Achillea in bud. This one has classic grey/green foliage and golden blooms.
Every season is different. Last year by this time we were drowning in almost daily rainfall.
This has been a dry spring.
I spent much of Tuesday attempting to pry weeds from dry crumbly soil. My sturdy garden fork and my sharply pointed trowel were of little help.
The weather was warm and breezy, warm enough to bring out some annoying deer flies.
I cleared weeds around the only surviving blueberry bush, and dug holes for planting three more.
I spent the evening chopping and tugging at weeds in the raised bed which is sheltered by the shop roof overhang. The best I could do was to clear the area so that sunlight and air could reach the peonies and iris there. It will take another session to remove unwanted roots before I can layer on mulch. It was easier to pull small weeds from the perennial strip that was mulched last fall.
Garden sage blossoming in the herb bed with the border of 'pinks' following the slope of side lawn.
The pinks are divisions from my Gradyville garden--moved to the Cane Valley house, divided yet again and planted here.
Their spicy sweet scent permeates the porch and side yard, especially in the warmth of mid-day.
My camera doesn't do justice to the intricate shading of the iris.

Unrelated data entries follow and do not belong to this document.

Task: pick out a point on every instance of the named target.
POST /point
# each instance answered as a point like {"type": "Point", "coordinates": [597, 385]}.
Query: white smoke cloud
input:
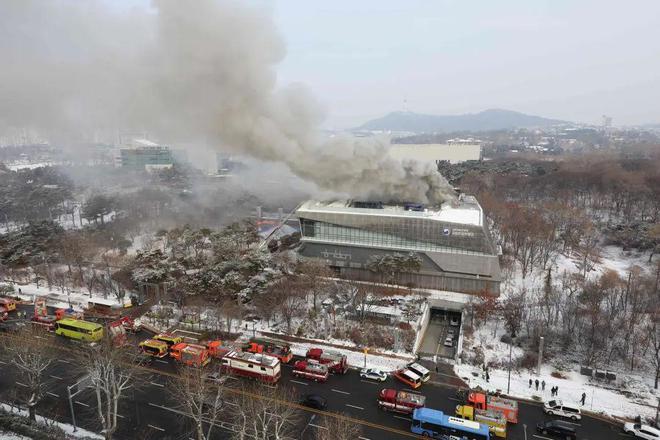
{"type": "Point", "coordinates": [203, 72]}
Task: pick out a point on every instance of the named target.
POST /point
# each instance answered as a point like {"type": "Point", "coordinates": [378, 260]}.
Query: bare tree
{"type": "Point", "coordinates": [31, 354]}
{"type": "Point", "coordinates": [200, 400]}
{"type": "Point", "coordinates": [111, 375]}
{"type": "Point", "coordinates": [265, 413]}
{"type": "Point", "coordinates": [338, 427]}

A few of these came from over-grown clumps at the Cane Valley property--others were salvaged from the area around a sagging barn next door to our daughter's home.
Pale and frilly.
Today the iris have been hammered by torrents of rain--moisture badly needed, but I begrudge the battering of my beautiful flowers.
Rugosa by the side porch.
Charlie putters about companionably while I admire the billow of a lavender which edges the walkway.
I can marvel endlessly over the intricacies of color and shape in flowers.
Looking at the iris buds I see the possible inspiration for the melting swirls of color in batik fabric.
Fleabane along the lane and at the edge of the corn ground.
Fresh crinkled leaves on a sycamore at the edge of the creek.
A few blackberry brambles have blossomed.
Willis has found a sunny spot against the concrete foundation of the house.
He enjoys this corner sheltering him on two sides from any wind.
We had a 'vacation' from the internet for several days.
I was frustrated last week with error messages, the inability to post comments on my favorite blogs, the length of time to connect with a website.
My PC is more than due for servicing, so I blamed it for the various malfunctions.
By Sunday we had lost connection to the internet.
I fiddled with all the plugs, reset the router, pulled my desk away from the wall to better check the power strip.
Of course I discovered dust and cat hair behind the desk which needed to be hoovered up.
With the feeling that I might as well be thorough, I sorted the tipple of papers, notes and projects that littered my desktop, gave everything a good dusting.
Renewed attempts to get online produced a 'set up' wizard.
Belatedly I though to inquire of my neighbors if they had internet.
They did not, nor did my daughter and son-in-law's home at the other side of the county!
The internet provider's set up gave a help line number. When reached, a recorded message informed of an area wide outage, expected to be repaired within 24 hours.
I attempted again next morning to work through the set-up.
After an irritating 20 minutes of being 'on-hold' with dreadful 'music' assaulting my eardrums, I was connected with a 'real' person who supplied the codes and passwords I didn't have.
With the internet restored, I am realizing afresh how much time we spend online!
Odd that a technology we couldn't imagine a few decades ago, now holds a prominent place in our contacts with family and friends near and far, has revolutionized how we shop and sell, how we read and acquire news and information.
I am relieved to be re-connected, but must admit that I finished a number of tasks more efficiently without the temptation to 'take a break' and 'check in' with the rest of the world.